I’m interested to see what the outcome will be for the recent Sumo backlash — with their reputation being ruined by tales of marijuana, gambling, and being bedfellows with the yakuza or Japanese mob. The AP describes Sumo as “more than a sport to Japan. It’s like a religion, a bastion of traditional culture and a matter of national pride.” However, the sport is not as respected as it once was, especially after the latest dirty revelation of the wrestlers using the services of Japanese gangsters to do illegal betting on professional baseball games.
Fans are angry with their beloved sport’s tarnished reputation, and the reaction has been extreme. NHK, Japan’s national broadcasting channel, has decided not to give the tournament live television coverage, the first time since 1953.

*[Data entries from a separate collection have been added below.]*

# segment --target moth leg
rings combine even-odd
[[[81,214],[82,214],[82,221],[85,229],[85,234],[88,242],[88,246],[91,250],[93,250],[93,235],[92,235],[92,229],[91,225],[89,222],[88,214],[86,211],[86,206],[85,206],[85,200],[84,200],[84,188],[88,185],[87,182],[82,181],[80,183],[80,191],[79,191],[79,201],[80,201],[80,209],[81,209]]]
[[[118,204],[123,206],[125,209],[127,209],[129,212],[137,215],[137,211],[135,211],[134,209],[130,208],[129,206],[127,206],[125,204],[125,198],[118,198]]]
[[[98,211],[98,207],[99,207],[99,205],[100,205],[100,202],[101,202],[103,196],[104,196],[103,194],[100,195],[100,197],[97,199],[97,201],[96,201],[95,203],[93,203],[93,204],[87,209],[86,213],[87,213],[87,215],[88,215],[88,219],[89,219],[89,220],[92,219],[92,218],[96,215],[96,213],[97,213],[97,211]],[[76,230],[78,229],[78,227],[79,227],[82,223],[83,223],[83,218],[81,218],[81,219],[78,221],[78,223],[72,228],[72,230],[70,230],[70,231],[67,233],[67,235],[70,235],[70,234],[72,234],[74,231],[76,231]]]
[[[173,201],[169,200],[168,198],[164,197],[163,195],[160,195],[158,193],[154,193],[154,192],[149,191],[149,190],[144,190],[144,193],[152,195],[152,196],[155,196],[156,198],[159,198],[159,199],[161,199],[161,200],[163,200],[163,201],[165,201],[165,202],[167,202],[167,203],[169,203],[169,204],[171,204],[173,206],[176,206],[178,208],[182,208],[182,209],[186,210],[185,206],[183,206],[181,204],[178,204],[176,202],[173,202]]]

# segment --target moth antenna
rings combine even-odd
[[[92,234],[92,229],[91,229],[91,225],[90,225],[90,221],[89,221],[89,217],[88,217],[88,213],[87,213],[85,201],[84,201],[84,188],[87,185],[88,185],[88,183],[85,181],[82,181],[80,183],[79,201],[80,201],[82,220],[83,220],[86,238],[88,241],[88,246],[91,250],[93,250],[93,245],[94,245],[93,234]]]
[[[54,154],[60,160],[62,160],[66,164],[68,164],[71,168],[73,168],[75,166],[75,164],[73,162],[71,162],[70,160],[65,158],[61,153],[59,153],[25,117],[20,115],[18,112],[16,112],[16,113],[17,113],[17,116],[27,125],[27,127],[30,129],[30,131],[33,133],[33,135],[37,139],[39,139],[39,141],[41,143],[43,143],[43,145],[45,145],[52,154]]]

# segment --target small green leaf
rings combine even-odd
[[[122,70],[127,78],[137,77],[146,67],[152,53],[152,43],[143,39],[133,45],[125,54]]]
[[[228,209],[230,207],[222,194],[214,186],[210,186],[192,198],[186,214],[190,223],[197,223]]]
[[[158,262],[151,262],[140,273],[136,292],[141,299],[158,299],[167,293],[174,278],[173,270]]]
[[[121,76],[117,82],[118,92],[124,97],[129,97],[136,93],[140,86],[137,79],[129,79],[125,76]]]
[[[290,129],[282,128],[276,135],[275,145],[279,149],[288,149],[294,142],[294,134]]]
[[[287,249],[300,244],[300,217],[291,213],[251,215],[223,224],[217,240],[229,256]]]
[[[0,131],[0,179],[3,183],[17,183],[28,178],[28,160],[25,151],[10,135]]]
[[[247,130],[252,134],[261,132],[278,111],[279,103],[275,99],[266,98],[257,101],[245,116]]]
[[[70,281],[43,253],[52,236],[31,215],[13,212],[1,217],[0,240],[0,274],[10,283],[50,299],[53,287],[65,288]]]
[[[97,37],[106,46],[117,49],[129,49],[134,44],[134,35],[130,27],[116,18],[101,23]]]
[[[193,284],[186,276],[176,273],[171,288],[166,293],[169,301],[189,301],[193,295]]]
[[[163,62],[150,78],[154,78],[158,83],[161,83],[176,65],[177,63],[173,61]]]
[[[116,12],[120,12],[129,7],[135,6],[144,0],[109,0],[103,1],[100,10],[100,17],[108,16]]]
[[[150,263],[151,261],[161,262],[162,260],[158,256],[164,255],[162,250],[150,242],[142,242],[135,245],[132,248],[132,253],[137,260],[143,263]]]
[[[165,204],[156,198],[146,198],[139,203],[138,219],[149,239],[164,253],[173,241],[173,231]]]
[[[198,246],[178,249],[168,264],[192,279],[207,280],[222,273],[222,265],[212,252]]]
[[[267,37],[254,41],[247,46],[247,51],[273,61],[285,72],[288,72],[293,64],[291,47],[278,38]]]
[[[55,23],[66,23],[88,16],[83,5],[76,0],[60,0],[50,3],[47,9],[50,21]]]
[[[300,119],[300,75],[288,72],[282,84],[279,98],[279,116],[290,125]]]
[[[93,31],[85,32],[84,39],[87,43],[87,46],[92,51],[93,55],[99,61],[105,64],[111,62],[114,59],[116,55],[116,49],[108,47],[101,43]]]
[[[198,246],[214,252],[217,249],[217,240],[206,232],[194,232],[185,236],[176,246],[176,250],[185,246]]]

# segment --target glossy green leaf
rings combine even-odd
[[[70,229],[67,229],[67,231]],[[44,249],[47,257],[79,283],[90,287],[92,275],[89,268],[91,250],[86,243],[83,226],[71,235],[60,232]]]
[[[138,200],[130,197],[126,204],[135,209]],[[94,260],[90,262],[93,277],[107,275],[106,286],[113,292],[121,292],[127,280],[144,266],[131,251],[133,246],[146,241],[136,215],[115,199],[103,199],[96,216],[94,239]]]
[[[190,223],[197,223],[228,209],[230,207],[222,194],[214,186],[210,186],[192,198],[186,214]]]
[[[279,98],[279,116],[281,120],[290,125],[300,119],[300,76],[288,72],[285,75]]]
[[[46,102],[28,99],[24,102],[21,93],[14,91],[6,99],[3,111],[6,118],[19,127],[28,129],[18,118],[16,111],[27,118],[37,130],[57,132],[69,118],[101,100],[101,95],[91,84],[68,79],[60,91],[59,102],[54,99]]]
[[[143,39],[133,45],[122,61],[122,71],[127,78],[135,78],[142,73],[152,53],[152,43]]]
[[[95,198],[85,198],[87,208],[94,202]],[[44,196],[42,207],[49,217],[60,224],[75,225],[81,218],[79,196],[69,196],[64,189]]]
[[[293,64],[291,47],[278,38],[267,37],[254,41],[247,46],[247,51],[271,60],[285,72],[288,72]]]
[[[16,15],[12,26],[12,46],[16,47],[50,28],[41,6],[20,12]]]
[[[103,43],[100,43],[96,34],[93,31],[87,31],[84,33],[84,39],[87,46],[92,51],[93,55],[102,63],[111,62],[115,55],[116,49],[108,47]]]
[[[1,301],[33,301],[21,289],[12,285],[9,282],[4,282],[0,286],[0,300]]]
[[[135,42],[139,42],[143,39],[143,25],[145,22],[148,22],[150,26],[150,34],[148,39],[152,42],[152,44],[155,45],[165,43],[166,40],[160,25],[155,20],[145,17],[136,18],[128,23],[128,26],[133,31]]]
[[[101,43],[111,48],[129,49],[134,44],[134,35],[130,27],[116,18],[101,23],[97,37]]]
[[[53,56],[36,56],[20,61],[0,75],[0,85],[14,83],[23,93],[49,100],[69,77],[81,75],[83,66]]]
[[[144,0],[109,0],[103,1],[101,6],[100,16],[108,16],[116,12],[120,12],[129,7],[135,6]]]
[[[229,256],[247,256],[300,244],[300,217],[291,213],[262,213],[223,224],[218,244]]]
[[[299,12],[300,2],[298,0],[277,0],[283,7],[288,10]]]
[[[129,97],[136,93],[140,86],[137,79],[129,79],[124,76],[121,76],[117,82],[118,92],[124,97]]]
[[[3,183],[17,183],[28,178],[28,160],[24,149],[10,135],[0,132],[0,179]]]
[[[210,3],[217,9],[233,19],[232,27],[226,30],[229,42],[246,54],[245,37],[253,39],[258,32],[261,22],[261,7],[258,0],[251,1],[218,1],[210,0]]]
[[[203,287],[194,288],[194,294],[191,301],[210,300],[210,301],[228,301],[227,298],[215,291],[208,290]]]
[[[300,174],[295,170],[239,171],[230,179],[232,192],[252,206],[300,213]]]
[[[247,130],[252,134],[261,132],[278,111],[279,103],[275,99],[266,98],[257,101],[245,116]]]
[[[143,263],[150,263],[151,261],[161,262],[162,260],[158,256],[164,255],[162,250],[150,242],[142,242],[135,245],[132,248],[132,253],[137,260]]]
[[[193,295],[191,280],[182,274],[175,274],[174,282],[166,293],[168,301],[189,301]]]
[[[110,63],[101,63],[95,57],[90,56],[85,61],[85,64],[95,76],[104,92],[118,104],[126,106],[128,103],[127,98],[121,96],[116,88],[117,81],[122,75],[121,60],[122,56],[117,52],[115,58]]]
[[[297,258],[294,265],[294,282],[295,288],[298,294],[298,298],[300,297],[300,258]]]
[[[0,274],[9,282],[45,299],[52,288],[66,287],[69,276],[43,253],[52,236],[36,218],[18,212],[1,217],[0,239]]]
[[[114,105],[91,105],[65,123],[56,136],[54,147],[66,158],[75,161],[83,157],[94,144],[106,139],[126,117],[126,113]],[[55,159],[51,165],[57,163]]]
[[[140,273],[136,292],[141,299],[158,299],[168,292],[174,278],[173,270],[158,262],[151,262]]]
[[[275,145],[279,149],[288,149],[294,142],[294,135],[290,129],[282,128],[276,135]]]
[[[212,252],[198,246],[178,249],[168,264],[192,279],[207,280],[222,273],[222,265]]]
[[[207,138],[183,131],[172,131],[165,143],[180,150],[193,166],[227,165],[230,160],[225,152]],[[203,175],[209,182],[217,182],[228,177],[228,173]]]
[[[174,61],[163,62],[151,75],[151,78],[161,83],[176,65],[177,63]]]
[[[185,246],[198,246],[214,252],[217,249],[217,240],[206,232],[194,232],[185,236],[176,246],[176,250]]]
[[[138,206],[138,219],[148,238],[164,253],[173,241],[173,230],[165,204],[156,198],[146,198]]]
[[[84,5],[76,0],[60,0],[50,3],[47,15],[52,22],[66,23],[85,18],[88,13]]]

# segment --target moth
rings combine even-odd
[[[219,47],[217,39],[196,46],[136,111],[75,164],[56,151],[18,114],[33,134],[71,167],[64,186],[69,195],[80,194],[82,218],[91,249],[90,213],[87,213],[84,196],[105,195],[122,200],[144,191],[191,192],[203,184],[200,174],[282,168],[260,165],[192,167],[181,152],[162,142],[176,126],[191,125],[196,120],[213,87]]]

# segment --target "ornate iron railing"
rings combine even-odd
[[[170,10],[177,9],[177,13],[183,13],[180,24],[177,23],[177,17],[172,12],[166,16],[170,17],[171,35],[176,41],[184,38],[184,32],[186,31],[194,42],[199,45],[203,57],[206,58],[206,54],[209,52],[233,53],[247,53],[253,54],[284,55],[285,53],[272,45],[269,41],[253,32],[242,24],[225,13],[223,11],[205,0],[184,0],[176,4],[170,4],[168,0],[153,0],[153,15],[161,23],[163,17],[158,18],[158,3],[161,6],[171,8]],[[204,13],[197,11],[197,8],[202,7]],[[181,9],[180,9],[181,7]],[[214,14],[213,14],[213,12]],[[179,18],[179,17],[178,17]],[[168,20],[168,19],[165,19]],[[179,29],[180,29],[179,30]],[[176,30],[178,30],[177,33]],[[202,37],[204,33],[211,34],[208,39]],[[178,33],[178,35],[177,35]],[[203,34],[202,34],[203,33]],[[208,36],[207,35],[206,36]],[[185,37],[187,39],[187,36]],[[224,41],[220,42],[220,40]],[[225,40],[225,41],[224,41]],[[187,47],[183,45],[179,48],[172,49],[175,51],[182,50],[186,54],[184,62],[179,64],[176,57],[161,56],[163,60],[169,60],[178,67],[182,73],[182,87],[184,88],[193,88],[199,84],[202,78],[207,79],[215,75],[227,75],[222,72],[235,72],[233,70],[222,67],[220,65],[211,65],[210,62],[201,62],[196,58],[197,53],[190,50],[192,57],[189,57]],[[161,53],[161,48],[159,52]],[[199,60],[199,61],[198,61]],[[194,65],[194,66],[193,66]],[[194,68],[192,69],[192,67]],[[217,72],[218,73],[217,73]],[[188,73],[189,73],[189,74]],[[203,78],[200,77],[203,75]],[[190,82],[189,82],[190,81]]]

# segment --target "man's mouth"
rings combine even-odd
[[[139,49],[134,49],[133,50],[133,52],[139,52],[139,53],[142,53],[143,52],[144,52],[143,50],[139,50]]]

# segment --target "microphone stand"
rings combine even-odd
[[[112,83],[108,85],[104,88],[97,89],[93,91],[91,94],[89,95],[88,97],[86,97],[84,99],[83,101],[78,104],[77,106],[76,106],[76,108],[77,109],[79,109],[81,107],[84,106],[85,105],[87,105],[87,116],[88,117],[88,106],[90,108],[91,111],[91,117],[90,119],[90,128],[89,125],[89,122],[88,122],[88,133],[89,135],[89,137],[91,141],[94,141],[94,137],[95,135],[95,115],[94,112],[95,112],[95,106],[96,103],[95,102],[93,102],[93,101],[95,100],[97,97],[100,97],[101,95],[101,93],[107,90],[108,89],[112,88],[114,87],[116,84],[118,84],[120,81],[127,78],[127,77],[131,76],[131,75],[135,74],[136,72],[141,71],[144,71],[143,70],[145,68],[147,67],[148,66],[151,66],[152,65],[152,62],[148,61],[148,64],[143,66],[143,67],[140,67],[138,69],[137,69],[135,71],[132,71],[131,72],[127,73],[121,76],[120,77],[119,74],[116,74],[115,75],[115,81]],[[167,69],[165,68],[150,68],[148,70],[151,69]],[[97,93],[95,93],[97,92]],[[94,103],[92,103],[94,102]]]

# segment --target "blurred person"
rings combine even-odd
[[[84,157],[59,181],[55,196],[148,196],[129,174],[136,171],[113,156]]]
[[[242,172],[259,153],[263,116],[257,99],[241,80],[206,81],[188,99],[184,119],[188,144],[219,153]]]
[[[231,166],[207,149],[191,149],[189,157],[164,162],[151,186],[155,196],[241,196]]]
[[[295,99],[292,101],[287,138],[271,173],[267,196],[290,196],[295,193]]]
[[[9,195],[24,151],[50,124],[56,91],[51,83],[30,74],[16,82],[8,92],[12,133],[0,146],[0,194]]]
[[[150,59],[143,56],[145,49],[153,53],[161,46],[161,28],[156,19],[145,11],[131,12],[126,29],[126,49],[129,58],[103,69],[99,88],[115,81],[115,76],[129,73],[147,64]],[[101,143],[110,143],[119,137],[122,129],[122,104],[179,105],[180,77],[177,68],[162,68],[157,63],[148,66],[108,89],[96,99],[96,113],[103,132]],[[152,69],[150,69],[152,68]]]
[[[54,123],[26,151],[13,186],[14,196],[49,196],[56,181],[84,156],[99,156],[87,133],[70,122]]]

In Japan, what Americans would consider as minor offenses can tarnish your reputation and ruin your career. That’s what happened in 2007 with artiste Erika Sawaraji, who was caught saying, “Oh, shit!” by the paparazzi and gave short answers during a press conference to which reporters spun as rude. Sawaraji was a promising young star who at that time was the only singer in 39 years to have her first two singles ranked number one on the charts. She never managed to make a comeback.
This is such a contrast with America, where most of the times scandals can become a blessing in disguise. Here, sex tapes a la Paris Hilton can rocket you to celebrity stardom and give you the power to trademark such phrases as “That’s hot.” And, not to mention that cheating politicians have their sordid stories turned into movies.
Will Sumo wrestlers still be chick magnets after all this?